Ego-narsistik yang saya maksud adalah kehendak ke-aku-an. Ego sebagai kesadaran etis, sebagai yang mengompromi. Kesadaran narsis sendiri sebagai kesadaran ke-aku-an sebagai subjek yang superior yang siap menghegemoni. Kesadaran ego-narsistik itulah yang akan menekan orang lain pada ke-objekkan sang subjek. Begitu juga dengan cinta. Kenapa kita selalu romantis dengan menutup mata kita? Beranggapan cinta adalah nyawa ‘Ilahi’ yang bersih dari kehendak-kehendak nasut, kehendak-kehendak manusiawi. Sementara kenyataannya, cinta hanya lah sublimasi (Freud) dari kegagalan manusia memenuhi kebutuhan instingtifnya (id), berupa sex (kehendak erotis-libido). Tapi, menurut saya, ‘cinta’ hanya lah label yang digunakan untuk menutupi kehendak-kehendak kuasa manusia (der Wille zur Macht). Ujung-ujungnya, cinta hanya akan menunjukkan sikap ego-narsistik yang menekan lawan bicara pada nilai-nilai ke-aku-an.

Ketika aku ingin memiliki kekasih, tidak lain aku hanya ingin menekan sang kekasih ke dalam nilai-nilai ideal seorang aku (ego Niam yang narsistik); dalam relasi yang disebut cinta, kita akan menemukan sebuah sikap narsis yang disembunyikan dalam ‘cinta’: “aku ingin kamu itu gini, gitu; aku ngga suka kalo kamu itu gini, gitu..” dengan semua alasan itu adalah cinta, dan dengan kehendak semacam itu, cinta tidak lain hanya label untuk menutupi will to power (der Wille zur Macht) seseorang, hanya untuk menutupi bahwa dirinya sedang ingin mengobjekkan kekasihnya. Makanya, Sartre sendiri menganggap cinta hanya lah konflik, karena di sana kita hanya akan melihat dua orang yang saling mengobjekkan satu sama lain. 

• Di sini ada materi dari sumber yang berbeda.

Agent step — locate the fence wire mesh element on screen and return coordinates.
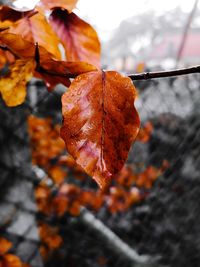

Pada akhirnya cinta adalah paradoks. Begitu besar mulutnya untuk menjanjikan kebebasan ideal. Kenyataannya, cinta hanya lah bentuk konflik, sebuah upaya manusia ingin menguasai orang lain. Kita coba dengar: “kalo kamu mencintaiku kamu tidak boleh begini dan begitu”; “kalau kamu ingin liburan, kamu tidak boleh pergi kalau di sana  ada cowok lain”; “kalau kamu mencintaiku, kamu tidak boleh main game”; “kamu harus menjadi insinyur/dokter/polisi/pengusaha”. Kasus lain seperti Schopenhauer, ia lebih tertarik dengan petualangan akademisnya, sementara ayahnya lebih ingin melihat Schopenhauer menjadi pedagang. Kita bisa melihat, konflik antara anak dan orang tua disebabkan oleh ego-narsistik orang tuanya yang ingin anaknya menjadi dirinya.

Dalam pemetaan Erich Fromm, cinta eros adalah cinta paling bersyarat. Menurut saya, cinta pada akhirnya selalu bersyarat (dan pamrih). Cinta sebagai idea Ilahi-ideal hanya lah cita-cita yang imajinal, terlalu optimis. Sebagaimana yang bahkan diwartakan Platon dalam Simposium Peusanias sebagai cinta Aphrodite-Uranian. Cinta tulus semacam itu hanya akan jatuh pada harapan-harapan yang terjebak dalam ideal. Ada sebuah perkataan: “...jatuh cinta kepada orang yang lebih mencintaimu akan jauh lebih menyenangkan..” padahal ada keegoisan narsistik di sana yang hampir tidak disadari. Seorang yang mencintai adalah orang altruis-aneh. Manusia hamba yang menjilati jalan-jalan kekasihnya sebagaimana yang diinginkan oleh sang subjek (yang berhasil selamat dari objektivikasi sang hamba). Sementara, ‘aku yang-dicintai’ adalah seorang yang memiliki kuasa (power). Seorang pecinta hanya lah objek dari kekasihnya. 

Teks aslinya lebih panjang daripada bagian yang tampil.